A portmanteau, the nine shorts compose of strange goings on. An old crippled woman begs for money and love on a Parisian bridge; an actor goes through some stunts for a computer game; a lunatic leprechaun type escapes the tunnels to create a scene at a fashion shoot starring Eva Mendes; a man runs into former lover Kylie Minogue and they have a song-and-dance in a disused hotel. Linking the shorts together is Denis Lavant, who plays the lead in each segment. Lavant leaves his heavily guarded house and enters a stretch limo driven by his long-term assistant Celine (Scob). Celine presents him with a dossier of the day: he has nine 'appointments' to complete in twenty-four hours.


We're supposed to marvel at the bizarre nature of it all. Celebrate the nonsensical stories. Get caught up in the wackiness. We're supposed to gather afterwards in foyer and stroke our chins and discuss what it all means. Cinephiles will delight in the obscure references (French New Wave nods are hard to miss) and homages that crop up everywhere but you can go ahead and not care. In a film that's devoid of heart, this will be easy. Leos Carax, making his first film since 1999's Pola X, carries on like a smug first year art student with a budget, allowed to indulge his every whim.
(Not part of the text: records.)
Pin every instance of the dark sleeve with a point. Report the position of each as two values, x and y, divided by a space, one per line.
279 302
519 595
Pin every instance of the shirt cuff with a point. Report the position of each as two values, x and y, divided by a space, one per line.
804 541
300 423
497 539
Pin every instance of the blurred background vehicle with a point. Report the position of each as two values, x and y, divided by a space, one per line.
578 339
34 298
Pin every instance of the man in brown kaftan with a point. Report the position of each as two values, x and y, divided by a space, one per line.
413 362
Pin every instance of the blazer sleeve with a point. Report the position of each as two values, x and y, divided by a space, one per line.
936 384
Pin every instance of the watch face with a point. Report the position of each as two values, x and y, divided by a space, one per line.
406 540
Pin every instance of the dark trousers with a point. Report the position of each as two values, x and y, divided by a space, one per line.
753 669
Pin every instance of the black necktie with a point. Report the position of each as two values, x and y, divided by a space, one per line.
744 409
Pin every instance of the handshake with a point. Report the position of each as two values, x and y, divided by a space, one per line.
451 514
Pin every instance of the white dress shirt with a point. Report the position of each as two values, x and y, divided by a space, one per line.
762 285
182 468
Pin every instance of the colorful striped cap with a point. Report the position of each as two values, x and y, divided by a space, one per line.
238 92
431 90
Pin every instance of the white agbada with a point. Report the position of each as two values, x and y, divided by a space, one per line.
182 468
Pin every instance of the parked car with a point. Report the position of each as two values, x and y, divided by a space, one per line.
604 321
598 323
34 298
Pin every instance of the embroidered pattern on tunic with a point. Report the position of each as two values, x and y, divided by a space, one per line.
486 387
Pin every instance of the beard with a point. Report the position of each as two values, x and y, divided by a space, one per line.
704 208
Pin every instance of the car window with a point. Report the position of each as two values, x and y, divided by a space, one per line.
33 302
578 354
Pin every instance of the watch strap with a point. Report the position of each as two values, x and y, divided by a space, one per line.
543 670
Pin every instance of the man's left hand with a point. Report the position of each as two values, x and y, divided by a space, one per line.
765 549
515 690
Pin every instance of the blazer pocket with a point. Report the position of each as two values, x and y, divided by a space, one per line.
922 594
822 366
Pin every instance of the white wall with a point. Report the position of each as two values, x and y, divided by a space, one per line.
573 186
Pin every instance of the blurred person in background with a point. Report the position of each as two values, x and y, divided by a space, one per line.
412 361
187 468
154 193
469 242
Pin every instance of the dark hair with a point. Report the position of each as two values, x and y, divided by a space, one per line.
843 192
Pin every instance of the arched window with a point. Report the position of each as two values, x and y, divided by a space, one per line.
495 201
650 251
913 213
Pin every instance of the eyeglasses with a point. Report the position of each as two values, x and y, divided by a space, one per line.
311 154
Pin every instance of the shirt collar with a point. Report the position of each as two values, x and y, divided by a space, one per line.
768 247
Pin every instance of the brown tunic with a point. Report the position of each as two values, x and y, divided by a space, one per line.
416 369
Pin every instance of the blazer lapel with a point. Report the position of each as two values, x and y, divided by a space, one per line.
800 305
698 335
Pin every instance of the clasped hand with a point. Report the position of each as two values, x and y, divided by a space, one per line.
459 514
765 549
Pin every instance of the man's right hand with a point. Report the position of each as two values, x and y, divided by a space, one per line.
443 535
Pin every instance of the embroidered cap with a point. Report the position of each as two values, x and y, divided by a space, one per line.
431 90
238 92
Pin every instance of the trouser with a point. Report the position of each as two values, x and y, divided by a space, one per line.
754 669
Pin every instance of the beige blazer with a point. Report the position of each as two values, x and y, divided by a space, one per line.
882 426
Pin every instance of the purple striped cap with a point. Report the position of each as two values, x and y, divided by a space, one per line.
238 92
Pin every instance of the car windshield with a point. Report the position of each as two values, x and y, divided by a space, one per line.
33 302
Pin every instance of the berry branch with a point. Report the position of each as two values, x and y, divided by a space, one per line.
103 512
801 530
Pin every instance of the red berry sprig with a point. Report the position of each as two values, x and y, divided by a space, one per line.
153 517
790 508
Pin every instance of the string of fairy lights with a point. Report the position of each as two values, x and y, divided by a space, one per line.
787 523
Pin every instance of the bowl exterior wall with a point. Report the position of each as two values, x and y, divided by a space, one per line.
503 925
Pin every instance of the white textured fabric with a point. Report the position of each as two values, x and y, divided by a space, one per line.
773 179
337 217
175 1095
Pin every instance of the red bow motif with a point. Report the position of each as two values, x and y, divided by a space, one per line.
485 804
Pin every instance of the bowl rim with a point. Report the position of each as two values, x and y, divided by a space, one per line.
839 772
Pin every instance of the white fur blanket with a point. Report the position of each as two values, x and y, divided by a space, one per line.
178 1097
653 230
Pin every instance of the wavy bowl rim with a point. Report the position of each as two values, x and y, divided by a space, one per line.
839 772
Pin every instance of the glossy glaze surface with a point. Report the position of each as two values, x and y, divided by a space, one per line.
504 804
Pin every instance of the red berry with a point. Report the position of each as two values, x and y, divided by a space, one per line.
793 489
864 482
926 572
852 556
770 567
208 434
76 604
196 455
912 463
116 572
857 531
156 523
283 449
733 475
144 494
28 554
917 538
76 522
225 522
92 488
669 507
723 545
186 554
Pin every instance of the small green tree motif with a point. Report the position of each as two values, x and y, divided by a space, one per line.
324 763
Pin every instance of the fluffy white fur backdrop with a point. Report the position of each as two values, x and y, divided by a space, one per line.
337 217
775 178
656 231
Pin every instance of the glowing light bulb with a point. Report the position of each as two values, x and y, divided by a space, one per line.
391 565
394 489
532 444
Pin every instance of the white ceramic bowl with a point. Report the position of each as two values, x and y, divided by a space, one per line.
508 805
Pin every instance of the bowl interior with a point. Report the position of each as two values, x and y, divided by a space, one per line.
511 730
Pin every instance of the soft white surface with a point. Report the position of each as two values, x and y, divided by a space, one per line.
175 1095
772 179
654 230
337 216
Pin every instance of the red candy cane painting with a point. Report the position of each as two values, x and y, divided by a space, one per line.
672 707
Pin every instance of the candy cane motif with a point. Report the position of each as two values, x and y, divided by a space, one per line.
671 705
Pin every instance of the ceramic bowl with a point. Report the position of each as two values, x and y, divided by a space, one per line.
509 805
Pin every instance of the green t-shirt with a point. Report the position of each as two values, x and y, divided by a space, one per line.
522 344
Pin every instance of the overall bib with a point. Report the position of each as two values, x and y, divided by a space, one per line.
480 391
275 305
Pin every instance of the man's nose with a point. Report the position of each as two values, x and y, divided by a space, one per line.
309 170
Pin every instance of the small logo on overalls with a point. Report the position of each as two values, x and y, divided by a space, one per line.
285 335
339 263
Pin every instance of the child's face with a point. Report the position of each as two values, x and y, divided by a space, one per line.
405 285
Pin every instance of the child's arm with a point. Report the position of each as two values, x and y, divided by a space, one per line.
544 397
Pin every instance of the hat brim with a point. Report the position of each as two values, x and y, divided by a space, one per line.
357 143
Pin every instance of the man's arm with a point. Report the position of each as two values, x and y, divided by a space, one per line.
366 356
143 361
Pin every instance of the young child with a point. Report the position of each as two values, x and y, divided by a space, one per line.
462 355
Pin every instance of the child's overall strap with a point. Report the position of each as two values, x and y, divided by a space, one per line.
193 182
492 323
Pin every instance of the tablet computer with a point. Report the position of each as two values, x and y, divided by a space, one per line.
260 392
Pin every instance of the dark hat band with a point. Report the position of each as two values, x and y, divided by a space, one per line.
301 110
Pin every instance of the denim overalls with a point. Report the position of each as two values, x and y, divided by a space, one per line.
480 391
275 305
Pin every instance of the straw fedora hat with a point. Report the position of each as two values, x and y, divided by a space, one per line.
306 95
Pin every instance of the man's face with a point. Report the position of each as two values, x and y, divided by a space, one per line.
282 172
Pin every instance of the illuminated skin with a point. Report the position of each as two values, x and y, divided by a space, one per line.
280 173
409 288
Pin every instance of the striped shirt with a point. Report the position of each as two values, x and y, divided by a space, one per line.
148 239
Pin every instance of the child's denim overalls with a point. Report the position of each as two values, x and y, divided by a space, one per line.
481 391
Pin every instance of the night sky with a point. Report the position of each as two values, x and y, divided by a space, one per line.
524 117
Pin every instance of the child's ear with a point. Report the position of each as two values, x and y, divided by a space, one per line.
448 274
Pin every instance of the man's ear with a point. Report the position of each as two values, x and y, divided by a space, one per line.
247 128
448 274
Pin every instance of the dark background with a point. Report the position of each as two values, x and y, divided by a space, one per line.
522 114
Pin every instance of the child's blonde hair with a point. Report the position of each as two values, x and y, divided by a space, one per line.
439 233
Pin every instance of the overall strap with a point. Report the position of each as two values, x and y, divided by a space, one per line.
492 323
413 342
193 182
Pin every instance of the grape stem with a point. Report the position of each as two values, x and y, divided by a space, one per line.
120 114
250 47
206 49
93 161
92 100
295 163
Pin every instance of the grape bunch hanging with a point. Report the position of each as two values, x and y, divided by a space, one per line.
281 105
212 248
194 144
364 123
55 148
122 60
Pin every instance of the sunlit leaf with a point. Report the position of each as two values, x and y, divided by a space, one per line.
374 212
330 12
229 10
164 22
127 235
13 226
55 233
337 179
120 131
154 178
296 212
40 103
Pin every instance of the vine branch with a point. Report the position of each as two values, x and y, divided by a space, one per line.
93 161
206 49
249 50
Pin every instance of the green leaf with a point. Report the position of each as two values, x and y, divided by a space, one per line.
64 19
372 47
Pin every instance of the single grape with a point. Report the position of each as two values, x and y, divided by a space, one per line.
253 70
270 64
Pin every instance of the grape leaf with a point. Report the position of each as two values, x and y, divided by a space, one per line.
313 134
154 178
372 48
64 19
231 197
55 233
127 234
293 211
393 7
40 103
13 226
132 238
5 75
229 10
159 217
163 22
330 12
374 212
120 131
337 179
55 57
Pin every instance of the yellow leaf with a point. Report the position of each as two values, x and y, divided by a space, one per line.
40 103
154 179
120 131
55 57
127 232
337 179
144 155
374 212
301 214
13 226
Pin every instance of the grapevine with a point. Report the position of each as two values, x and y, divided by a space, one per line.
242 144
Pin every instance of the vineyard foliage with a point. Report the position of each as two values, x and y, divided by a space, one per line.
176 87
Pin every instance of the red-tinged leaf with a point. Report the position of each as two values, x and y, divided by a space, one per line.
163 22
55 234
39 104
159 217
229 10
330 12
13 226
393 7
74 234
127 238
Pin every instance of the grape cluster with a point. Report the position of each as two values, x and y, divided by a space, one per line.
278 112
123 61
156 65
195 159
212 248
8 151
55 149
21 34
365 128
Lavant is nothing but energetic and committed. Jumping back into the limo (or helped back in depending on what went down in the last segment), Lavant has to tear off the previous outing's make up in a reverse Welles/Falstaff transformation and prepare himself for the next 'job'. He can be fun and bouncy and in the segments that hint at a story – he drives his daughter home from a party, dancing with Kylie in that hotel – he can be warm but for the most part he's as cold and distant as the film as a whole.


Holy Motors has been described as a prayer for the death of cinema. Well, if it's a prayer for the death of this kind of cinema, I'm on my knees already, hands clasped.